UMH 25x8x45 [M5] / N38 - magnetic holder with hook

Pros and cons of NdFeB magnets.

Apart from their strong magnetic energy, neodymium magnets have these key benefits:

• They virtually do not lose strength, because even after ten years the performance loss is only ~1% (according to literature),
• Magnets effectively resist against demagnetization caused by foreign field sources,
• Thanks to the reflective finish, the plating of nickel, gold, or silver gives an elegant appearance,
• They are known for high magnetic induction at the operating surface, making them more effective,
• Neodymium magnets are characterized by very high magnetic induction on the magnet surface and are able to act (depending on the form) even at a temperature of 230°C or more...
• Possibility of accurate forming and modifying to concrete requirements,
• Key role in innovative solutions – they are utilized in mass storage devices, electric drive systems, medical equipment, as well as multitasking production systems.
• Thanks to concentrated force, small magnets offer high operating force, in miniature format,

Disadvantages of NdFeB magnets:

• They are prone to damage upon too strong impacts. To avoid cracks, it is worth securing magnets in a protective case. Such protection not only protects the magnet but also improves its resistance to damage
• We warn that neodymium magnets can lose their strength at high temperatures. To prevent this, we suggest our specialized [AH] magnets, which work effectively even at 230°C.
• They oxidize in a humid environment - during use outdoors we suggest using waterproof magnets e.g. in rubber, plastic
• Limited ability of making threads in the magnet and complicated forms - recommended is casing - magnetic holder.
• Possible danger resulting from small fragments of magnets are risky, if swallowed, which becomes key in the context of child safety. It is also worth noting that small elements of these magnets are able to disrupt the diagnostic process medical in case of swallowing.
• With budget limitations the cost of neodymium magnets is a challenge,

Detachment force of the magnet in optimal conditions – what it depends on?

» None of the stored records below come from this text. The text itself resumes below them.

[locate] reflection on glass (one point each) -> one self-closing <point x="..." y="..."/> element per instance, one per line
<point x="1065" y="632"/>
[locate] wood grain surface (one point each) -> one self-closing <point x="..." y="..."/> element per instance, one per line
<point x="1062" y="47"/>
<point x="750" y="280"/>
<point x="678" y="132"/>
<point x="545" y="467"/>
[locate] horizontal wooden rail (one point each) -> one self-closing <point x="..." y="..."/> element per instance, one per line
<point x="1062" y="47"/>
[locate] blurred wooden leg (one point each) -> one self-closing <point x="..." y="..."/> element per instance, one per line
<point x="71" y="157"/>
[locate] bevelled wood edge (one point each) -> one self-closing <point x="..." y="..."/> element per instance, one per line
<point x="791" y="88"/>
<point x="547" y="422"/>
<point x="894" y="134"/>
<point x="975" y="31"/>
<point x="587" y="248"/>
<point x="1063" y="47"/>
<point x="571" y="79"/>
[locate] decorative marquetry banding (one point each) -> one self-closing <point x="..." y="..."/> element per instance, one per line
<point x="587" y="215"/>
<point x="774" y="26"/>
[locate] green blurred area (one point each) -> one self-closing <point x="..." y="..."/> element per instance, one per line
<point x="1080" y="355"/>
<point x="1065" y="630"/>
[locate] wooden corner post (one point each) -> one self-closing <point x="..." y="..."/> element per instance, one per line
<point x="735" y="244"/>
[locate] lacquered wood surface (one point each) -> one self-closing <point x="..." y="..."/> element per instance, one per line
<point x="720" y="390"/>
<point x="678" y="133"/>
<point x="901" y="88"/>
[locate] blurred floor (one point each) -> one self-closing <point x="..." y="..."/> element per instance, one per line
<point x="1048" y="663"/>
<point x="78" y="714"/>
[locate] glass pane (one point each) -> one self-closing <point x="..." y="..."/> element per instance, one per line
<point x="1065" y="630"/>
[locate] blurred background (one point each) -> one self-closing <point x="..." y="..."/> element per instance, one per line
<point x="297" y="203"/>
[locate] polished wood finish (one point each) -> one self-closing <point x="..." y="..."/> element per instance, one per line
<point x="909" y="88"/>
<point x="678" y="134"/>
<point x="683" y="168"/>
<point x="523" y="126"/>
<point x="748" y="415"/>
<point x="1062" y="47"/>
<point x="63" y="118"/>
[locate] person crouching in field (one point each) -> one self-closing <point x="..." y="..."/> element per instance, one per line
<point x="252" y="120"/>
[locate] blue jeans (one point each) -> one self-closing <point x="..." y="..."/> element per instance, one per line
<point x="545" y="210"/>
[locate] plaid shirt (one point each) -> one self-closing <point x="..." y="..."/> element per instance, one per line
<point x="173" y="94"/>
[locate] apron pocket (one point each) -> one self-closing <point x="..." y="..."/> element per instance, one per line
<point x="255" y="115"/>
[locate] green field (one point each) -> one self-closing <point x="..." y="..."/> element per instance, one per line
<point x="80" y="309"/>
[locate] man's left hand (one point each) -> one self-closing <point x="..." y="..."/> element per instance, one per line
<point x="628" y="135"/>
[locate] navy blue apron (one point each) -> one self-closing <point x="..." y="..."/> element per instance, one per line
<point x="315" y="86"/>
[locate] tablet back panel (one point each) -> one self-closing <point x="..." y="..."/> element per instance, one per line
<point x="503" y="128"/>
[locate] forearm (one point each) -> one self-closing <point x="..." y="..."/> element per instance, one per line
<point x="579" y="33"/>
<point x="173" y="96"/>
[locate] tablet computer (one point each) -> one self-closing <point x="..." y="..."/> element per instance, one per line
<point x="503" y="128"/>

Holding force of 25 kg is a measurement result conducted under the following configuration:

• using a base made of low-carbon steel, acting as a circuit closing element
• possessing a thickness of at least 10 mm to avoid saturation
• characterized by lack of roughness
• under conditions of no distance (metal-to-metal)
• under axial force direction (90-degree angle)
• at conditions approx. 20°C

Lifting capacity in real conditions – factors

In practice, the real power results from many variables, presented from most significant:

• Gap between surfaces – every millimeter of separation (caused e.g. by veneer or dirt) drastically reduces the pulling force, often by half at just 0.5 mm.
• Direction of force – maximum parameter is available only during pulling at a 90° angle. The force required to slide of the magnet along the plate is standardly many times lower (approx. 1/5 of the lifting capacity).
• Base massiveness – too thin steel does not close the flux, causing part of the flux to be escaped to the other side.
• Material type – the best choice is pure iron steel. Cast iron may have worse magnetic properties.
• Surface structure – the smoother and more polished the plate, the larger the contact zone and stronger the hold. Unevenness creates an air distance.
• Temperature – heating the magnet results in weakening of induction. It is worth remembering the thermal limit for a given model.

* Lifting capacity testing was conducted on plates with a smooth surface of optimal thickness, under perpendicular forces, in contrast under attempts to slide the magnet the lifting capacity is smaller. In addition, even a minimal clearance {between} the magnet and the plate reduces the lifting capacity.